Last up is Bomb20 (OK, so the Fighting Cocks played too, but despite a promisingly harsh Techno-Samba intro they’re even less interesting than a bad Chicks On Speed appearance would have been), once more taking that chemically-flavoured HipHop rhythm and churning in a blend of acid-speed noise, regurgitative Drum’n’Bass shenanigans accelerated from crunch to splurge in just under six seconds. Pedal to the metal, he flips up a spasmodic frenzy as he goes, burgeouning bass and the clatter of disrupted beats making the bastard descendant of Techno-Hardcore-Gabba collide full-tilt into Whitehouse scum-fucking noise.
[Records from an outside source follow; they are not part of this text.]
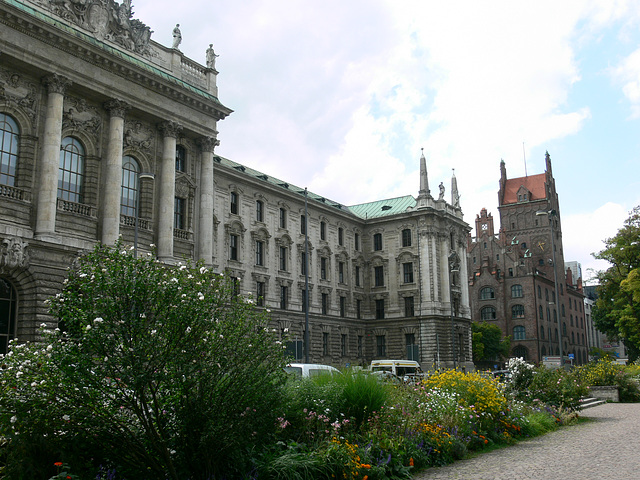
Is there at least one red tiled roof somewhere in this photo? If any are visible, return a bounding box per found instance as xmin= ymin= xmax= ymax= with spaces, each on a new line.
xmin=502 ymin=173 xmax=546 ymax=204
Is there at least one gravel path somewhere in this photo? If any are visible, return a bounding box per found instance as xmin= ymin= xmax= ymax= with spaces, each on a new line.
xmin=413 ymin=403 xmax=640 ymax=480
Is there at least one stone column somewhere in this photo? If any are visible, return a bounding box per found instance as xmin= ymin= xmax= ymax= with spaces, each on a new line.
xmin=35 ymin=74 xmax=72 ymax=241
xmin=157 ymin=121 xmax=182 ymax=261
xmin=197 ymin=136 xmax=219 ymax=265
xmin=101 ymin=99 xmax=131 ymax=245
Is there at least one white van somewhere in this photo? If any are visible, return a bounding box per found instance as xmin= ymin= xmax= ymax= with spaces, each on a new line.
xmin=370 ymin=360 xmax=422 ymax=380
xmin=284 ymin=363 xmax=341 ymax=378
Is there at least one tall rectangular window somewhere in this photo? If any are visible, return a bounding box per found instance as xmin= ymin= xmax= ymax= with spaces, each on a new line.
xmin=230 ymin=234 xmax=238 ymax=261
xmin=175 ymin=145 xmax=186 ymax=172
xmin=341 ymin=334 xmax=347 ymax=356
xmin=355 ymin=233 xmax=360 ymax=251
xmin=375 ymin=299 xmax=385 ymax=319
xmin=279 ymin=207 xmax=286 ymax=228
xmin=230 ymin=192 xmax=238 ymax=214
xmin=323 ymin=332 xmax=329 ymax=356
xmin=256 ymin=281 xmax=265 ymax=307
xmin=376 ymin=335 xmax=386 ymax=356
xmin=402 ymin=229 xmax=412 ymax=247
xmin=280 ymin=285 xmax=288 ymax=309
xmin=338 ymin=262 xmax=345 ymax=283
xmin=255 ymin=240 xmax=264 ymax=266
xmin=340 ymin=296 xmax=346 ymax=317
xmin=355 ymin=266 xmax=361 ymax=287
xmin=356 ymin=299 xmax=361 ymax=319
xmin=373 ymin=233 xmax=383 ymax=251
xmin=256 ymin=200 xmax=264 ymax=222
xmin=300 ymin=215 xmax=306 ymax=235
xmin=357 ymin=335 xmax=363 ymax=357
xmin=374 ymin=266 xmax=384 ymax=287
xmin=174 ymin=197 xmax=185 ymax=230
xmin=404 ymin=296 xmax=415 ymax=317
xmin=301 ymin=289 xmax=307 ymax=312
xmin=279 ymin=246 xmax=287 ymax=271
xmin=338 ymin=227 xmax=344 ymax=246
xmin=301 ymin=252 xmax=307 ymax=275
xmin=322 ymin=293 xmax=329 ymax=315
xmin=403 ymin=262 xmax=414 ymax=284
xmin=321 ymin=257 xmax=328 ymax=280
xmin=320 ymin=221 xmax=326 ymax=240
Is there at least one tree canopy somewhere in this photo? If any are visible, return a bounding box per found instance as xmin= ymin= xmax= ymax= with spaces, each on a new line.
xmin=593 ymin=206 xmax=640 ymax=361
xmin=471 ymin=321 xmax=510 ymax=365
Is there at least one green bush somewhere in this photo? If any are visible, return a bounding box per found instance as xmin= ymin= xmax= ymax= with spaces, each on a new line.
xmin=527 ymin=367 xmax=587 ymax=411
xmin=0 ymin=242 xmax=288 ymax=480
xmin=574 ymin=359 xmax=640 ymax=402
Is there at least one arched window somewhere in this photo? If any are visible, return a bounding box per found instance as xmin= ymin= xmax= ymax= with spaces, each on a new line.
xmin=121 ymin=156 xmax=140 ymax=217
xmin=0 ymin=278 xmax=17 ymax=355
xmin=513 ymin=326 xmax=525 ymax=340
xmin=541 ymin=345 xmax=546 ymax=356
xmin=511 ymin=304 xmax=525 ymax=318
xmin=0 ymin=113 xmax=20 ymax=186
xmin=480 ymin=306 xmax=496 ymax=320
xmin=401 ymin=228 xmax=412 ymax=247
xmin=512 ymin=345 xmax=528 ymax=360
xmin=537 ymin=285 xmax=542 ymax=298
xmin=58 ymin=137 xmax=85 ymax=203
xmin=480 ymin=287 xmax=495 ymax=300
xmin=540 ymin=325 xmax=545 ymax=339
xmin=511 ymin=284 xmax=523 ymax=298
xmin=539 ymin=305 xmax=544 ymax=320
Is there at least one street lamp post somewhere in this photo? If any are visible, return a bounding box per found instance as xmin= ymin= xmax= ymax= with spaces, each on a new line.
xmin=536 ymin=209 xmax=563 ymax=367
xmin=134 ymin=173 xmax=155 ymax=258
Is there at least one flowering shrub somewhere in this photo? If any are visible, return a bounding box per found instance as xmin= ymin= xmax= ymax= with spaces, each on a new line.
xmin=506 ymin=357 xmax=535 ymax=391
xmin=0 ymin=242 xmax=288 ymax=479
xmin=574 ymin=359 xmax=640 ymax=402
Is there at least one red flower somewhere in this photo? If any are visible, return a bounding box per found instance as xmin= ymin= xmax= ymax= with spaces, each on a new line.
xmin=54 ymin=462 xmax=63 ymax=467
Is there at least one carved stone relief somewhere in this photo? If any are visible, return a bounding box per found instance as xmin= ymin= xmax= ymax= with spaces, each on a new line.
xmin=62 ymin=97 xmax=102 ymax=136
xmin=34 ymin=1 xmax=155 ymax=57
xmin=0 ymin=237 xmax=29 ymax=273
xmin=123 ymin=120 xmax=154 ymax=153
xmin=0 ymin=69 xmax=38 ymax=124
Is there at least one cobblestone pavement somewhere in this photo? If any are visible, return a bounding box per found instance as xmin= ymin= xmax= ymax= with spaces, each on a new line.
xmin=413 ymin=403 xmax=640 ymax=480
A continuation of breakbeat confusion by other means, a bundle of non-linear Plunderphonics ram headlong into a storm of hyperspeed glitch assault, to ear-shattering effect.
Once the air is steaming with Bomb20’s sheer artcore attack, he twists the loops agin until all that remains is the trail of exclamation marks and scorching noise!!! Struggling through the dense for of harsh ryhthm and scalding impurities is a particularly Nietzschean strain of triumphant, digital will – but with an Anti-Fascist twist, natch. Pummelled by bass and drained by the exuberence of David Skiba‘s beats ripped with passion from Bomb20’s laptop, all is carefully crafted chaos. And heaps of leap-about, riotous fun at that.